AÇÕES DAS PETROLEIRAS AMERICANAS DISPARAM E ANALISTAS DE MERCADO APONTAM PARA CONSEQUÊNCIAS MUITO DIFERENTES
Há muita gente e muitos “especialistas” falando sobre o futuro do mercado do petróleo depois da captura do ditador sanguinário venezuelano Nicolás Maduro. Cada um puxa para o lado onde levará vantagem. Por isso, temos que ter um olho no poço e outro na refinaria. Isso porque na maioria das análises não está se levando em conta um fator fundamental, crucial mesmo, que mexe no âmago dos custos do processamento do óleo da Venezuela, em que pese ser considerada a maior reserva do mundo. Tudo bem que uma petroleira é do tamanho das reservas que possui, mas o óleo venezuelano é API 10. Isto significa que ele é muito pesado e precisa de muitas ações para refina-lo. É mais caro fazer isso. Com o barril, mesmo tendo subido para US$ 61 dólares esta manhã (5), o lucro é bem reduzido. Os Estados Unidos dizem que as
refinarias da Costa do Golfo estão calibradas para receber o petróleo bruto pesado, mas este fator dificultou temporariamente a vida das refinarias durante o primeiro mandato do presidente Trump, quando ele começou a intensificar as sanções contra a Venezuela, que já estavam em vigor desde 2005. O petróleo bruto pesado canadense substituiu o petróleo bruto venezuelano em volumes maiores em meio às sanções e, agora, a indústria petrolífera canadense estaria entre as afetadas pela potencial mudança de regime em Caracas. E neste caso existe um outro fator fundamental para o mercado. As ações das empresas petrolíferas dos Estados Unidos subiram nesta segunda-feira(5), como era de se esperar, principalmente as da Chevron, a única petroleira americana em solo venezuelano. Os investidores estão apostando que a ação do presidente Donald Trump permitirá que as empresas norte-americanas tenham maior acesso às maiores reservas de petróleo do mundo. As ações da Chevron subiram 7,3%, enquanto as refinarias Phillips 66, Marathon Petroleum, Valero Energy e PBF Energy subiram entre 5% e 16%.

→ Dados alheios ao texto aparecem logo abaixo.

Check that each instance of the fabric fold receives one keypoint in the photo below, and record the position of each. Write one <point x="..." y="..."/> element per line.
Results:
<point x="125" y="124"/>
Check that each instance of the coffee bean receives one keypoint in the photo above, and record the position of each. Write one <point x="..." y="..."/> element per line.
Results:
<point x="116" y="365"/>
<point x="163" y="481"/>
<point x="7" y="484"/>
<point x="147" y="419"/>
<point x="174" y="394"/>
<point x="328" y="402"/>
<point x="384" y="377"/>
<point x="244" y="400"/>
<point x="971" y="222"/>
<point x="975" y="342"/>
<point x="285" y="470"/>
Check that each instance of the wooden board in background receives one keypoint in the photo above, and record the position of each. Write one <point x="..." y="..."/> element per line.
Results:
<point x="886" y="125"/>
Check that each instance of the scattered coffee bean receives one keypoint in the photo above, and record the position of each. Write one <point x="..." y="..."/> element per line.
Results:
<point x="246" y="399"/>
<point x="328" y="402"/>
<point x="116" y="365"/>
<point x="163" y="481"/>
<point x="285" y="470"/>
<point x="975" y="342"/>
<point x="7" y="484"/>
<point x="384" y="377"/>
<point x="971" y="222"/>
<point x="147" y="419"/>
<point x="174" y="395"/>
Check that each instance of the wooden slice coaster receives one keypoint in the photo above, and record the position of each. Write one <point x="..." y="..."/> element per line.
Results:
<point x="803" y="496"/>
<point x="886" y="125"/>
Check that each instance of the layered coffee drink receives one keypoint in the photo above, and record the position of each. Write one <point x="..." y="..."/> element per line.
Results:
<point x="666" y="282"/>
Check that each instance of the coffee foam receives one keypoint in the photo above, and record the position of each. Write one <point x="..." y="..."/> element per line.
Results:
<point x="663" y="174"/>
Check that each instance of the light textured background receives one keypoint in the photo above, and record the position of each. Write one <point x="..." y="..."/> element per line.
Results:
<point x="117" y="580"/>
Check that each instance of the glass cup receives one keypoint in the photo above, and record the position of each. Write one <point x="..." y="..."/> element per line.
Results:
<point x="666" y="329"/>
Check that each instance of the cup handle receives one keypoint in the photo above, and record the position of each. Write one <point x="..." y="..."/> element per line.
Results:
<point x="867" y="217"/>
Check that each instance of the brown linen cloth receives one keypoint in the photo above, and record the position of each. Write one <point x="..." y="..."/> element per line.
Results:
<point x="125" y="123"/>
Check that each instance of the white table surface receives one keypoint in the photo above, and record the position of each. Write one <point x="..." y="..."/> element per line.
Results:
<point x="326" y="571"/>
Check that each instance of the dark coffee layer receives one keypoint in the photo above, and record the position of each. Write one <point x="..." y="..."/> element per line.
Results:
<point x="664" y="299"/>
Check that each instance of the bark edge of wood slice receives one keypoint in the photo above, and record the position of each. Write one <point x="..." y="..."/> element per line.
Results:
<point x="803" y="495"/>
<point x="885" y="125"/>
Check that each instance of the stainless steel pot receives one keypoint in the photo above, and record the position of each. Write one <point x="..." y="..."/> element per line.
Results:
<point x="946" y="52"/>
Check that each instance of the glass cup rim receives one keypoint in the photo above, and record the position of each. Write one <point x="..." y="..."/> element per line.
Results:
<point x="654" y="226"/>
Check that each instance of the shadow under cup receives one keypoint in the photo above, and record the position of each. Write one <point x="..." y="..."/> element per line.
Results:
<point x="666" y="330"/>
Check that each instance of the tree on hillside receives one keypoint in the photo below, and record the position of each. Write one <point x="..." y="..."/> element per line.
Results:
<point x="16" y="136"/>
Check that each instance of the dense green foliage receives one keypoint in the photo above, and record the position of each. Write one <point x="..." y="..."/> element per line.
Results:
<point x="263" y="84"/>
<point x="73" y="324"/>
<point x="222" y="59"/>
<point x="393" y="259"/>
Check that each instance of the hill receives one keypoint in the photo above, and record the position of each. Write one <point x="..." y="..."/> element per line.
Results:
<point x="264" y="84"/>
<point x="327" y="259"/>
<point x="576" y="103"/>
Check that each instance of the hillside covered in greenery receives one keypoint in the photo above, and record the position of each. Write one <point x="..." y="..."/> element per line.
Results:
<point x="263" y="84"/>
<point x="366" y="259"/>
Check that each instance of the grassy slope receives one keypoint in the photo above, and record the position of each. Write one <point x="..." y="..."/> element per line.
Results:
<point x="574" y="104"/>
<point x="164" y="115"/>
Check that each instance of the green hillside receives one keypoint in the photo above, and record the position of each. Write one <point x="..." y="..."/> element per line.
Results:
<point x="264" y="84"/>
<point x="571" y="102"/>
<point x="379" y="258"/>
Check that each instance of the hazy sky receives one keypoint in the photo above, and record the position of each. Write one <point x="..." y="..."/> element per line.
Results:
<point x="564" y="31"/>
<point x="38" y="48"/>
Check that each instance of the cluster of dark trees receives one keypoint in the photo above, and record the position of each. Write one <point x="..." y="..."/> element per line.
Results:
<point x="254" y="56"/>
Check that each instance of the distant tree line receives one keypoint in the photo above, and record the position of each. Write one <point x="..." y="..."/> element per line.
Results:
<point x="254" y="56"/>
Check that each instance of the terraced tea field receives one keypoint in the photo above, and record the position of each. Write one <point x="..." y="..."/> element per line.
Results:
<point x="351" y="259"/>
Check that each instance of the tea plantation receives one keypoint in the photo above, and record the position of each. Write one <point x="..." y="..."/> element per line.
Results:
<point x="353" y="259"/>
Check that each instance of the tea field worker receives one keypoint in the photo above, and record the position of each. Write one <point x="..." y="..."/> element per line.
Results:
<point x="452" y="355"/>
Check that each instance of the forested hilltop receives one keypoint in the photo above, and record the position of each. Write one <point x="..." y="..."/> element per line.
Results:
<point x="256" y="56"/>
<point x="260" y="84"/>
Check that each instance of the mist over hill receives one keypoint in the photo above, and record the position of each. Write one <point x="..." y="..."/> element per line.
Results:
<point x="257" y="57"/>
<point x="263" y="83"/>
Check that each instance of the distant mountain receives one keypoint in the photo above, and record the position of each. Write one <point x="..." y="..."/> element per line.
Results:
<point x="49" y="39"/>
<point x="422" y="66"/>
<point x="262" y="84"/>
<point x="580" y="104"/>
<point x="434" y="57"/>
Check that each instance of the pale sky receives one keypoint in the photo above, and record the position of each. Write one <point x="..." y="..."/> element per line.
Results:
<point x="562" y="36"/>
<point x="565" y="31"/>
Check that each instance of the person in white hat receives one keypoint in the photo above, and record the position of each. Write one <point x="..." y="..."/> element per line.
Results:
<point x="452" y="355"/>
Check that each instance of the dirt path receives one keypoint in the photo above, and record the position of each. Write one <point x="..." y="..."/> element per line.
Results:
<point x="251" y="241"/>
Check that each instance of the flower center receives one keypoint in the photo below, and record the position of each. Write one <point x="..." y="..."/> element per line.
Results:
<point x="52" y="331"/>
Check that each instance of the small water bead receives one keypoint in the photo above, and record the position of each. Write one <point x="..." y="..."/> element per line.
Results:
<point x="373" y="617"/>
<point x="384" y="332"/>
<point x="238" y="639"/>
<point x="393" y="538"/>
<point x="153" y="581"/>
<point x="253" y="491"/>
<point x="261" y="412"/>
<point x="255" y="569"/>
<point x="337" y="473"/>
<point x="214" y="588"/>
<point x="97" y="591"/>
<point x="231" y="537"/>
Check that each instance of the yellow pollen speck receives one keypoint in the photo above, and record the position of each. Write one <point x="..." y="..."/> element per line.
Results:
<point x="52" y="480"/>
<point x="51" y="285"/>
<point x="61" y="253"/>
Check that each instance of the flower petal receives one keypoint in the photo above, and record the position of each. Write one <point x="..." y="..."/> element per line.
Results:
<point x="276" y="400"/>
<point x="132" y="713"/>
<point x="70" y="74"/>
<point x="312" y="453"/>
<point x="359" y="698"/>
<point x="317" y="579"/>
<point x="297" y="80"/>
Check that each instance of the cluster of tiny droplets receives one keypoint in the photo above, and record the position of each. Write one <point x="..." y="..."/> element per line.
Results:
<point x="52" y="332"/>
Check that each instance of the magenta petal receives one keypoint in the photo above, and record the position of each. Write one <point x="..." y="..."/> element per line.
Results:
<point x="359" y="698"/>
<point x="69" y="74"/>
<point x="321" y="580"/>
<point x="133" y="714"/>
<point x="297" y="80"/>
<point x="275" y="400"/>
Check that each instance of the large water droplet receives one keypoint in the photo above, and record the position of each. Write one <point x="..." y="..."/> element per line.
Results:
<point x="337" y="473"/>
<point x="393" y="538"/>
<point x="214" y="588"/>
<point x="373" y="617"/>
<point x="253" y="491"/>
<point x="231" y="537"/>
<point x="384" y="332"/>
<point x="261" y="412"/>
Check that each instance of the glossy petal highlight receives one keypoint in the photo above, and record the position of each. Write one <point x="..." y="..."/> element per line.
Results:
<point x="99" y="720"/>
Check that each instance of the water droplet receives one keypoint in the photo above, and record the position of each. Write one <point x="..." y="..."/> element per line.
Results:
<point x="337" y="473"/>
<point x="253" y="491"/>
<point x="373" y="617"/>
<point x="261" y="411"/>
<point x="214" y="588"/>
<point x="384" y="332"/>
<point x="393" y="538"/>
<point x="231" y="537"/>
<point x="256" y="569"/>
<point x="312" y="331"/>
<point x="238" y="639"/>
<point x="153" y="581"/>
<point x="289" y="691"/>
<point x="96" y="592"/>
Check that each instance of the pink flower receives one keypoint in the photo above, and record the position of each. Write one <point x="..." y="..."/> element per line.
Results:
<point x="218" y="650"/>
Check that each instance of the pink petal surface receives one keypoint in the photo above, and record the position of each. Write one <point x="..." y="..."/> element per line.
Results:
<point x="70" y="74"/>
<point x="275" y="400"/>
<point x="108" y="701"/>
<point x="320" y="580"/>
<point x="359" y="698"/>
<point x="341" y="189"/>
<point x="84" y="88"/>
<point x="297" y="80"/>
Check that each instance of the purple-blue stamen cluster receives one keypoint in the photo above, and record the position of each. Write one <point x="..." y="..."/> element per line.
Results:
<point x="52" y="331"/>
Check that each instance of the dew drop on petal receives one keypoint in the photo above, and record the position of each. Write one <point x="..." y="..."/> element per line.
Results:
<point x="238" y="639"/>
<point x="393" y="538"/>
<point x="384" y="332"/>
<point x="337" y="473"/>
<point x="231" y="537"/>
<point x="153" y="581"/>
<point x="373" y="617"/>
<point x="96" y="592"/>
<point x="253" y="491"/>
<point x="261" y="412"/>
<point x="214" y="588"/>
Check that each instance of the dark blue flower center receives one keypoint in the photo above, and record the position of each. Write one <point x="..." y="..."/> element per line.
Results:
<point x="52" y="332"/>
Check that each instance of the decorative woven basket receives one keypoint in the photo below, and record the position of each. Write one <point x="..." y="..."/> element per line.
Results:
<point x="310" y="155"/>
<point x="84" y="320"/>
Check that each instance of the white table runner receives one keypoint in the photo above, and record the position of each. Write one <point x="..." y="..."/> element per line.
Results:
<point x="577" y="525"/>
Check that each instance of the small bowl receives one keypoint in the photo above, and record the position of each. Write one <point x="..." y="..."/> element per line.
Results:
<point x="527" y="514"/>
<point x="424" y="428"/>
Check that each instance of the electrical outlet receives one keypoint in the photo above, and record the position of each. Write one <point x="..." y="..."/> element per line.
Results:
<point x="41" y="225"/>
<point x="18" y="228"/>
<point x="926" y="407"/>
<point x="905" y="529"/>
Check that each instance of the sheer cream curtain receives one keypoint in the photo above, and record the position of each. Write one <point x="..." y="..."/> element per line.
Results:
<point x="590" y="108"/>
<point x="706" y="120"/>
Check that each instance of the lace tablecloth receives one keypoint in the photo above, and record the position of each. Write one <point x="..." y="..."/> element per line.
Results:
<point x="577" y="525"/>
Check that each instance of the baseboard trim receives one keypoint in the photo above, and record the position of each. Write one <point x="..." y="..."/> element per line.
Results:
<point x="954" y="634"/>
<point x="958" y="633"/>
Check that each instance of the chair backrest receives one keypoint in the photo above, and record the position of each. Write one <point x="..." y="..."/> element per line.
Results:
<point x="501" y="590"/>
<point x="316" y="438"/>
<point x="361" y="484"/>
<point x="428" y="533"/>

Sem o petróleo venezuelano, os americanos aumentaram as importações do óleo pesado do Canadá. Mas e agora? Com a facilidade de se levar o óleo venezuelano para a Costa do Golfo, como ficarão as vendas canadenses?
Na época das sanções contra a Venezuela, o impacto imediato de tal medida foi um aumento nos preços. A Venezuela viu a sua produção e as exportações de petróleo diminuírem consideravelmente desde o início da ofensiva de sanções dos EUA. Os equipamentos venezuelanos estão sucateados e exigirão muito esforço, além dos bilhões de dólares para azeitarem novamente. Ainda vai demorar para que a máquina volte a produzir mais de 3 milhões de barris por dia. Hoje, chega perto de 900 mil barris/dia. Os dados mais recentes de exportação, referentes a novembro, mostraram uma média diária de cerca de 900 mil barris, com muto esforço.
Esse número representa uma queda em relação aos 3 milhões de barris diários de cerca de 20 anos atrás e aos 2 milhões de
barris diários em 2017. Anos de má gestão contribuíram para a situação atual, mas alguns observadores americanos acreditam que uma mudança de governo também alteraria a situação do petróleo venezuelano, com o retorno dos produtores americanos aos seus campos petrolíferos. De outra forma, pode-se chegar a uma outra conclusão óbvia para todos: Trump arrancou o ditador e a mulher dele dos seus lugares, mas os generais que comandam o Cartel Del Los Soles, o narcotráfico e a exploração ilegal de outro, continuam no comando. Que futuro os Estados Unidos esperam, se estavam, lutando contra os narcotraficantes?
As referências internacionais apontam para uma queda nos preços do barril, partindo do pressuposto de que uma mudança de regime também resultaria no levantamento das sanções, uma vez que um governo mais amigável assumisse o poder em Caracas. Trata-se de um cenário hipotético, mas que praticamente todos consideram provável. Os preços do petróleo e da gasolina caíram substancialmente durante o governo do presidente Trump. O retorno de mais petróleo bruto venezuelano às refinarias da Costa do Golfo afetará a demanda por petróleo bruto canadense, e não de forma favorável. Nesse contexto seria inteligente para o governo canadense expandir o acesso do petróleo bruto canadense a mercados além dos Estados Unidos. A situação permanece interessante, mantendo os analistas em alerta, sem saber qual é o objetivo final do governo Trump e, consequentemente, o que o presidente dos EUA decidirá fazer em relação à Venezuela. Tudo isso adiciona um novo vetor de incerteza aos mercados de petróleo.